Here, the proof is to the contrary. On May 6 or 8, 1972 (presumably, after their May 5 mailing to her), about a week before prescription was to accrue, defendant was reminded, by the copies of the letters from the hospital to the adjuster, that she had gone to the hospital June 1, 1971. Defendant knew that she had waited some time after the accident before going to the hospital.
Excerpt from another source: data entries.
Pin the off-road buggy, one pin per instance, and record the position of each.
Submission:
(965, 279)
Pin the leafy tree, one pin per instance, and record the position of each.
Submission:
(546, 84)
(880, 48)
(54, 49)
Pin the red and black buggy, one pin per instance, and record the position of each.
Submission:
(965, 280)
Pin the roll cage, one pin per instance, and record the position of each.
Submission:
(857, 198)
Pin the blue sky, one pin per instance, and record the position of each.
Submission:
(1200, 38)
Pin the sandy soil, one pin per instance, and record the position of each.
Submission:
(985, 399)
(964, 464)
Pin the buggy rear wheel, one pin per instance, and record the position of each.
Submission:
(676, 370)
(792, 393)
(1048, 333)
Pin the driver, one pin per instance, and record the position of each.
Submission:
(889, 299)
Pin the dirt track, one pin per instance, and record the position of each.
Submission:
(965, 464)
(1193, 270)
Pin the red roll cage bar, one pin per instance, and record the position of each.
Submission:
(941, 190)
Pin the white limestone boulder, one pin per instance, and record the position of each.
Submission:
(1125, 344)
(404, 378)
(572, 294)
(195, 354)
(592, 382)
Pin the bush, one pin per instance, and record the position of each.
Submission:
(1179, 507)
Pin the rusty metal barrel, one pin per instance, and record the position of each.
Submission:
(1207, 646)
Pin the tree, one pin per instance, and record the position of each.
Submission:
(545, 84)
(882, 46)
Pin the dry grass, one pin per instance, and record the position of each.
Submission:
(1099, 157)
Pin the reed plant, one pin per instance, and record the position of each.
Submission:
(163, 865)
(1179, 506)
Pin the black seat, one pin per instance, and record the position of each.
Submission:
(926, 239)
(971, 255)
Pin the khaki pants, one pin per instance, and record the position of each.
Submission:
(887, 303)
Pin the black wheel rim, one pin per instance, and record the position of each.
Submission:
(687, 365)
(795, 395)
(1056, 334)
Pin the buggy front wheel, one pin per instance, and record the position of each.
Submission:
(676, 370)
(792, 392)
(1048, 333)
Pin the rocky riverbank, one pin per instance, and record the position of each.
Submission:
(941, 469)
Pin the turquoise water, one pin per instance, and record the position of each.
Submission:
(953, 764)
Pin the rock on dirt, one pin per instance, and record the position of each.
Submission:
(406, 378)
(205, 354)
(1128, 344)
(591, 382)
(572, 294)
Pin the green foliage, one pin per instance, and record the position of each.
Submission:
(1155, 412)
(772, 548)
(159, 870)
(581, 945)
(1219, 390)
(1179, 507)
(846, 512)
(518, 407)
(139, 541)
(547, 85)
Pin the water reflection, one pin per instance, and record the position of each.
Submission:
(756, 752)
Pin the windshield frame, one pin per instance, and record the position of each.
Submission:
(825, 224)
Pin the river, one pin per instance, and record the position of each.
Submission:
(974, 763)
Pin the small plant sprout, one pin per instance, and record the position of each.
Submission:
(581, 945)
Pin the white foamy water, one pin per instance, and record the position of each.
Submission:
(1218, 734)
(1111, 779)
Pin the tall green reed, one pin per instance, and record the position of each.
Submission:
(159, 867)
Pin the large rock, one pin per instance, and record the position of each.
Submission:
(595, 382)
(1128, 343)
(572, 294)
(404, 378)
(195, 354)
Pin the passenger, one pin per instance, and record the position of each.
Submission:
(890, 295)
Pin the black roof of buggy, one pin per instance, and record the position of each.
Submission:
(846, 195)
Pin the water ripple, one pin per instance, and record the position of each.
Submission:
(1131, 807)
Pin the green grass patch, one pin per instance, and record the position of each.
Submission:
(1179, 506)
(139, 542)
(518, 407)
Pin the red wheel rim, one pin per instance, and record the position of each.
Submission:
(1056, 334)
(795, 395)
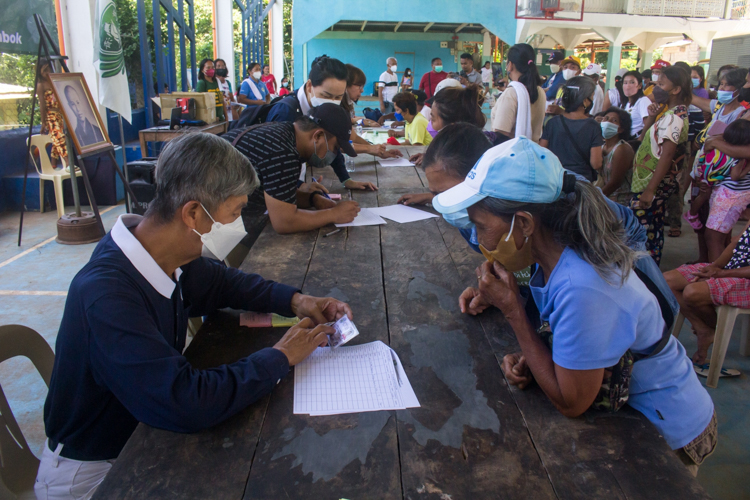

Any possible belief that the accident occurred June 4, 1971 had to be dispelled as of plaintiff’s receipt of the letters. Yet she waited two and a half weeks before filing a lawsuit on May 24,1972, and in that lawsuit she alleged that her injury occurred June 4, 1971. By May 24, 1972 plaintiff’s claim had prescribed and no behavior of defendant was proven which would estop defendant from pleading prescription.
Finally, plaintiff argues that the adjuster deceived her by representing that she did not need a lawyer and that he would settle her claim. Yet plaintiff testified that about seven months after the accident she came to question the adjuster’s sincerity. Such representations by an adjuster do not estop his principals from pleading prescription; Tassin, supra.
Reversed.
. A hospital photocopy of its record is clearly dated “6-1-71” although an original is unmistakably superscribed with a “0” in different color ink to make it read “6-10-71”. Also in that different ink is the attempted change of the word “swelling” to “checking” and the addition of “nervious” (sic) in the description of the patient’s complaints.